No YouTube, o canal da FAIR conta com 4,75 mil inscritos, e oferece conteúdo sobre diversas áreas do conhecimento comentadas por especialistas renomados e de diferentes matizes ideológicas. Há, por exemplo, uma palestra sobre ideologia de gênero com participação da jornalista Abigail Shrier, autora de “Irreversible Damage”, as médicas Miriam Grossman e Carrie Mendoza, ambas especialistas em medicina sexual, e o ativista Zander Keig, homem transexual e crítico às atuais políticas de autoafirmação destinadas a este público.
Trata-se de um excelente exemplo de como pôr à mesa as preocupações justas de todos os lados: Keig recorda o desafio de ter sido LGBT em uma época na qual pais frequentemente expulsavam filhos de casa por conta de sua condição, e Grossman e Shrier apontam para os riscos da transição sexual antes da puberdade, bem como da importância da biologia na criação de meninos e meninas saudáveis.
Há vídeos e textos sobre o polêmico conceito de racismo estrutural, sobre as consequências de se impregnar os consultórios terapêuticos com a ideologia identitária e sobre a diversidade intelectual na academia. Neste sentido, a proposta da FAIR se assemelha à Heterodox Academy, fundada pelo psicólogo americano Jonathan Haidt, autor do famoso livro “The Coddling of American Mind”.
A FAIR também tem se envolvido em casos concretos de discriminação: ainda nesta quinta-feira (3), a fundação acusou o Departamento de Saúde do Estado americano de Utah de implementar uma política "inconstitucional e antiética", ao decidir levar a raça dos pacientes em consideração para decidir quem deve ou não receber medicamentos contra a Covid-19.
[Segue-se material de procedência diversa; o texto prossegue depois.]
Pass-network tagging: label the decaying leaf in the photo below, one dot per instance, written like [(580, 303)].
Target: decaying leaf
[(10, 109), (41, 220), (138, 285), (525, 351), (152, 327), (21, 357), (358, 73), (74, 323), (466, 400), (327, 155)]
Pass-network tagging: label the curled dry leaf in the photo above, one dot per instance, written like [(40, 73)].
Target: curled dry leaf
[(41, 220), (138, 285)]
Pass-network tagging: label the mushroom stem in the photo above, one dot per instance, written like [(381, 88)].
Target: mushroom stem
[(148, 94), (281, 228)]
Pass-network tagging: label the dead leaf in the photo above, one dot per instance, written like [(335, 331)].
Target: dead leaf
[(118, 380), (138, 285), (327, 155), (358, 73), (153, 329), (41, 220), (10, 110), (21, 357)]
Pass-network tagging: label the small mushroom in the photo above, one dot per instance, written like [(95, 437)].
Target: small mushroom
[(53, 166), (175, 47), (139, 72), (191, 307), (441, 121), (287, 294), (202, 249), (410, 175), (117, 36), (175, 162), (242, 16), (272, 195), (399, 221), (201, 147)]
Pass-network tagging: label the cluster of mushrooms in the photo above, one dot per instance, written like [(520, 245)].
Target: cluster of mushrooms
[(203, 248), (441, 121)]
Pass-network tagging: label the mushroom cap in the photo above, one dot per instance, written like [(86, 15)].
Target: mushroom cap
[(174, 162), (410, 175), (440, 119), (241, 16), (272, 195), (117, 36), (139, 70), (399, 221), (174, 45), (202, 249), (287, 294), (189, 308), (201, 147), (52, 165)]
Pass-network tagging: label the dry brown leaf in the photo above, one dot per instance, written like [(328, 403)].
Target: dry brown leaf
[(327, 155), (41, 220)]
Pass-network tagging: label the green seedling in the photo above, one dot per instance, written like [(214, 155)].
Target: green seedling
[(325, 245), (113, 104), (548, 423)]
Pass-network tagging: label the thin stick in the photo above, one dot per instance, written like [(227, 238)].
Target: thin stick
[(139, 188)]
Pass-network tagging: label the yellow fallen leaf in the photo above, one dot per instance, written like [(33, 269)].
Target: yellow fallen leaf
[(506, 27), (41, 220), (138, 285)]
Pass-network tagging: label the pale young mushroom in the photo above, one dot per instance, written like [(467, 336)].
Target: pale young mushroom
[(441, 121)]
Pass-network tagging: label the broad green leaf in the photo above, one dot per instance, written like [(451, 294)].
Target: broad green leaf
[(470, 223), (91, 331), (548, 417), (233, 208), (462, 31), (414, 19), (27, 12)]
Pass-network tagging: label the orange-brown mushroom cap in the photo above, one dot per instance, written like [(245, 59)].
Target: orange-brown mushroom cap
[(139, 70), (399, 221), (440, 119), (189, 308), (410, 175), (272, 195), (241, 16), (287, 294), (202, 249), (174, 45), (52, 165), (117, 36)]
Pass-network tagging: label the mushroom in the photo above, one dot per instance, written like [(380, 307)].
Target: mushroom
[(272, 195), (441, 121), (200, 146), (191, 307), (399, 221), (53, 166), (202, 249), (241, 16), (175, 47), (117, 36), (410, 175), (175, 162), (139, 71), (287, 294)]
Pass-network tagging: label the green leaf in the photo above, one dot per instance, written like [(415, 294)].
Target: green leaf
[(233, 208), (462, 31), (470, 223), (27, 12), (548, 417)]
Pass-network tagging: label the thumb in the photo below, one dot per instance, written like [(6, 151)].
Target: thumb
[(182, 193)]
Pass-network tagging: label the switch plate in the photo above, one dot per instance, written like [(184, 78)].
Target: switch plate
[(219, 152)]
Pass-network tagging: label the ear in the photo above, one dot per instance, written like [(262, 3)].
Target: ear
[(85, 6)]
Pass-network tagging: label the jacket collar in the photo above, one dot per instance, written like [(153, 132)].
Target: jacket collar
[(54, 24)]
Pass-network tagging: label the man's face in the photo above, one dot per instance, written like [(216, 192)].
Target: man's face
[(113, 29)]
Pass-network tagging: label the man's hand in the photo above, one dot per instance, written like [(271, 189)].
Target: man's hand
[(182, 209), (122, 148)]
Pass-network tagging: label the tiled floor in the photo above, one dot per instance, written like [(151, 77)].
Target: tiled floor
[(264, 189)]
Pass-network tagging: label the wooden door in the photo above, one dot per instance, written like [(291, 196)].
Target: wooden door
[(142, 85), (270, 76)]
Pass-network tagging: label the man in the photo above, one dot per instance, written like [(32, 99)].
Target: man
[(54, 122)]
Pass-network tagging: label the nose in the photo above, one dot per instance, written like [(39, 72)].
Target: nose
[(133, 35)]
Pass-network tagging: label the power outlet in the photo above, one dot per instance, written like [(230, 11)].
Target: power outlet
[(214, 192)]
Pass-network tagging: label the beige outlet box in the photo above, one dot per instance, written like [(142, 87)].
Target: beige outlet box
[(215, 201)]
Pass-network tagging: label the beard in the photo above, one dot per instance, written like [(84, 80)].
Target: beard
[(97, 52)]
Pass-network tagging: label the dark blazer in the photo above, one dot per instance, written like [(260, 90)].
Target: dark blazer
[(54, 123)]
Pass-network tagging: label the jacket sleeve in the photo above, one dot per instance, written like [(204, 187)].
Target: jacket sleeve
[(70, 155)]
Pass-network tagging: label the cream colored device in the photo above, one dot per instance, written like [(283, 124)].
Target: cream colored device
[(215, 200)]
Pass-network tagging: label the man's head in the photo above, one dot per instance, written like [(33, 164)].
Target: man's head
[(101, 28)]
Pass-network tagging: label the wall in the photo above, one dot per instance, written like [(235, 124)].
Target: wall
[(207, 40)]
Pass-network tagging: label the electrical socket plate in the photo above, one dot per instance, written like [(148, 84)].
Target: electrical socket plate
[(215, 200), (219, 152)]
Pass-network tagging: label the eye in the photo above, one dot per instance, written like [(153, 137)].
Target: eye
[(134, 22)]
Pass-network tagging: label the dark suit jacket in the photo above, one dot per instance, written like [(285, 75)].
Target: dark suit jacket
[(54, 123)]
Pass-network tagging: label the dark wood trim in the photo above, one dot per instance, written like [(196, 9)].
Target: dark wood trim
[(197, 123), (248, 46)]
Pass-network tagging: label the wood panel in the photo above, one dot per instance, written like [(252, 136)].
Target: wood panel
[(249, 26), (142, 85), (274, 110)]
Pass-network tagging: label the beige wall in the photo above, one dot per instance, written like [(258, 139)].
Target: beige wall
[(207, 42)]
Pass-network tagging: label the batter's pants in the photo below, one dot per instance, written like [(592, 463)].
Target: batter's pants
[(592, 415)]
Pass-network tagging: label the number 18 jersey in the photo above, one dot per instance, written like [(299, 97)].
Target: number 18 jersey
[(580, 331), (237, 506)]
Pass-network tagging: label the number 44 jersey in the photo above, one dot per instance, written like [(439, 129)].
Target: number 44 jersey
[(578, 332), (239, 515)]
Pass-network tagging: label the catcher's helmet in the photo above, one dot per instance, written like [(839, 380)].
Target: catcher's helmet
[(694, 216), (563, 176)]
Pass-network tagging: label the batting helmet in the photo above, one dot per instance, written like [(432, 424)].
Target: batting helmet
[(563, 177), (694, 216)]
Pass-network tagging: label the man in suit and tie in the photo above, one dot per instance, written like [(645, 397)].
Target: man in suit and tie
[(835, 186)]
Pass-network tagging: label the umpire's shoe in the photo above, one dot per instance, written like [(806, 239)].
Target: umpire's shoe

Até agora, não se sabe de alternativas similares no Brasil capazes de unir conservadores e progressistas contra a “cultura do cancelamento”, sem deixar de lado a busca por justiça social. Os episódios são raros e esporádicos, como por exemplo o abaixo-assinado em apoio ao antropólogo Antônio Risério, “cancelado” por questionar o dogma do “racismo estrutural”, contou com cerca de 800 assinaturas e angariou nomes da esquerda e da direita, entre professores de universidades públicas, pesquisadores, jornalistas e políticos.
Não faltam inspirações, contudo. Segundo consta no portal da fundação, os criadores da FAIR se basearam nos ensinamentos de Martin Luther King para erguer a espinha dorsal do movimento: “reconhecemos que aqueles que são intolerantes e procuram oprimir o próximo também são humanos (...). Procuramos derrotar o mal, não as pessoas”, atesta a declaração de princípios. No Brasil, um movimento similar teria à disposição figuras como André Rebouças, um dos primeiros engenheiros negros do país, Luiz Gama, o escravo baiano que se alfabetizou sozinho, formou-se em Direito e ajudou a libertar centenas de negros – ambas eloquentes vozes do abolicionismo ainda no século XIX e ferrenhos defensores do princípio que deveria nortear a luta contra qualquer face do preconceito: a liberdade.